Novel homeostatic functions of Galectin-3 in embryonic and adult neurogenesis
Dr. Francis Szele an associate professor of Developmental Biology from University of Oxford gave a talk at the Center for Developmental Neurobiology as part of the 2021-2022 “NEUReka!” seminar series.
Dr. Szele began the talk by giving a brief introduction about the structure of SVZ Subventricular zone, which contains semi-activated inflammatory cells that migrate toward injuries. Dr. Szele used two-photon microscopy to monitor the behaviour of neuroblasts over the course of 3 hours the cells kept migrating up to 18hours. This showed how dynamic the process of neurogenesis and migration of cells.
He then used electroporation to test the function of SVZ, which is a simple and easy technique that tests mechanisms in the tissue, to make transgenic mice by knockout or knockdown the gene of interest. The application of this technique is done by injecting electrical current into lateral ventricles that have been injected with knockdown plasmids. Szele’s research focuses on Galectin-3 a proinflammatory protein, which is important for apicobasal polarity, Alzheimer disease and neuroblast migration. Gal-3 is expressed highly in ependymal cells and SVZ cells. Cortical injury was used as a model to study the expression of immune cells, and by using CD45 marker, Szele found that 99% of CD45 cells are microglia and are highly expressed in the SVZ, but few days later there was no difference between injured and non-injured animals. This is likely because microglia activation is specifically regulated in SVZ. Interestingly, by using different disease models, Szele explored two main points about SVZ: the inflammatory response of SVZ is unpredictable and different in adjacent tissues. Szele’s group is now collaborating on artificial intelligence to study the different activation states of microglia cells.
Galectin, is a protein family that contains 15 members, and act as inflammation regulators in mammals. One member of the Galectin family, Gal-3, is unique because it has one carbohydrate recognizing domain. Moreover, Gal-3 has multiple mechanisms of action, but the most important mechanism is to act as toll-like receptor-4 to activate microglia. The speaker again confirmed that Gal-3 is expressed selectively in SVZ and ependymal cells in healthy animals. They also found ependymal cell ciliary loss in Gal-3 knockouts. The knockout of Gal-3 caused a significant reduction in the number of astrocytes and oligodendrocytes postnatally.
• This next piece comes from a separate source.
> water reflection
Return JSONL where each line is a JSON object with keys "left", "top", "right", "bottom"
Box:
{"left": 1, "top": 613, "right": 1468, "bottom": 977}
Similarly, the overexpression of Gal-3, produce more astrocytes, which mean oligodendrocytes switch to astrocytes, so Gal-3 is also likely involved in fate choices.
In addition, Szele’s group studied the effect of Gal-3 on BMP signaling, where they found the knockout of Gal-3 reduced BMP signaling and vice versa. Particularly, knocking out the BMP receptor (BMPR1), indicated that the Gal-3 is necessary for glial genesis. Intriguingly, Gal-3 also act as a negative regulator of Wnt signaling and has a role in apicobasal polarity. Gal-3 is expressed embryonically in mouse brain, and in the human pallium at 17 PCW. It is also expressed in neural rosettes in ESC. For general knowledge, neural rosette is not equal to apicobasal polarity, but it is used as proxy.
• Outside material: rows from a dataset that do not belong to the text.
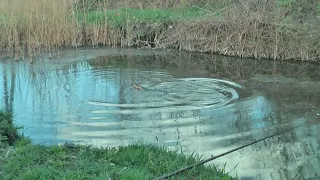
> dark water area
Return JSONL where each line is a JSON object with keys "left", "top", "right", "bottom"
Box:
{"left": 1, "top": 47, "right": 320, "bottom": 180}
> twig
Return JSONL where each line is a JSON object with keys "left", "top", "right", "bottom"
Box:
{"left": 154, "top": 123, "right": 308, "bottom": 180}
{"left": 293, "top": 152, "right": 320, "bottom": 179}
{"left": 227, "top": 162, "right": 239, "bottom": 175}
{"left": 5, "top": 147, "right": 12, "bottom": 159}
The speaker then moved to the subject of inhibition Gal-3 pharmacologically using MCP, where they noticed the rosette come back after certain time due to the genetic plasticity. Last but not least, Szele’s group tried to find which is the molecule of rosette, interacting with Gal-3, and they found YAP signaling. Szele’s talk briefly covered the function of Gal-3 in treating Alzheimer disease, by inhibition of Gal-3, which could reduce the amyloid beta aggregates and the knockout of Gal-3 could improve memory.
In summary, he confirmed that SVZ contains semi-activated microglia and Gal-3 has a function on neuroblast migration and postnatal glio-genesis in different ways. Gal-3 has also an effect on neural apicobasal polarity and Alzheimer’s aggravated by Gal-3.